Clinical data. Data from 101 patients, 65 males and 36 females, all treated in the HGG-2010 study, and subsequently analyzed in the Glioma Translat study, were delivered into the CHIC platform. The age ranged between 35 and 70 years with a median of 58 years. RPA classification showed 17% class III, 73% class IV and 10% class V patients. Overall the distribution of sex, age and RPA was comparable between the CHIC study sample and the 132 patients studied in the Glioma Translat study. Median OS and 2-year OS were calculated for the entire group of 101 patients, and for each of four subgroups defined by extent of resection [zero versus nonzero residual tumor volume (RTV)] and the time schedule of vaccination (during versus after maintenance temozolomide, also referred to as early versus late vaccination). Data are shown in Table I.

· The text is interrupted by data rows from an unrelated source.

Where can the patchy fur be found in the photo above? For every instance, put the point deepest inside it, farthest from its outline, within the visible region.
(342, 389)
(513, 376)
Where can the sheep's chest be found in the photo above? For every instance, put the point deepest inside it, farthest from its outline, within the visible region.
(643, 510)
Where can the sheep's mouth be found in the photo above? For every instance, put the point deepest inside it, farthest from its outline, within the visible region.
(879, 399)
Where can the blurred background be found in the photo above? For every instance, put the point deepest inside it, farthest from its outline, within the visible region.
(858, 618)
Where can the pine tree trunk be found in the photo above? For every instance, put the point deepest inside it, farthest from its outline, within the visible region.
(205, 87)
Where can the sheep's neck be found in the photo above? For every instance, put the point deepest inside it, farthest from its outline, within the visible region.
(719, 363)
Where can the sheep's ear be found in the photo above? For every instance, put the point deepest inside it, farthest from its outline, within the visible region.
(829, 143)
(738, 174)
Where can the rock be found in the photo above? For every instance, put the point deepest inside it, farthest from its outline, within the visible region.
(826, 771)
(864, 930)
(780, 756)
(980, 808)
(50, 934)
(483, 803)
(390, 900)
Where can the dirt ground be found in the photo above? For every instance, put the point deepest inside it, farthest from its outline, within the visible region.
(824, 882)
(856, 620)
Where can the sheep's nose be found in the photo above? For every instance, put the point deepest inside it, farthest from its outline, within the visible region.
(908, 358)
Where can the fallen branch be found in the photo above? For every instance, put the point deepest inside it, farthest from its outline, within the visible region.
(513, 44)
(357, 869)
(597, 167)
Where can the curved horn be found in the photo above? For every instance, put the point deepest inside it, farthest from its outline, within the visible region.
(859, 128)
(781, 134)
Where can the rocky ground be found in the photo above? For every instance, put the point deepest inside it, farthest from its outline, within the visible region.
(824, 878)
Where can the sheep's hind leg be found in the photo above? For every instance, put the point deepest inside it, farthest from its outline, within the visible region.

Median OS for the entire population was 19 months with a 2-year OS of 33.66% (95% CI: 24.66-42.88). There was no difference in OS for patients treated with DC vaccination during versus after maintenance temozolomide. Patients with postoperative RTV had a significantly worse median OS as compared to patients who underwent complete resection with no RTV (17 vs. 22 months; Log-rank, p=0.036).

CCA between immune profiles and OS. It has been suggested that relative quantities (i.e. ratios) of immune system cells and their evolution throughout radiochemotherapy may play a role in treatment outcome (22). This assumption has also been explored for other types of cancer (24). Based on these observations, FACS data derived as described in Figure 1 were used to systematically quantify immune profiles. Specifically, at two time points, namely before and after radiochemotherapy (V0 or V1), all meaningful ratios between immune cell subpopulations were calculated, thereby quantifying the relative proportions of immune cells in the blood. To quantify immune profile changes during radiochemotherapy, for each such quantity, the ratio of its values after to that before radiochemotherapy (V1/V0) was also taken into consideration. This procedure resulted in essence in an enriched data set which contained 765 numerical features. The Pearson correlation coefficient for each one of these features versus OS was calculated, firstly for the entire patient population, and separately for each vaccination group. In all cases, none of these features showed strong correlation with OS.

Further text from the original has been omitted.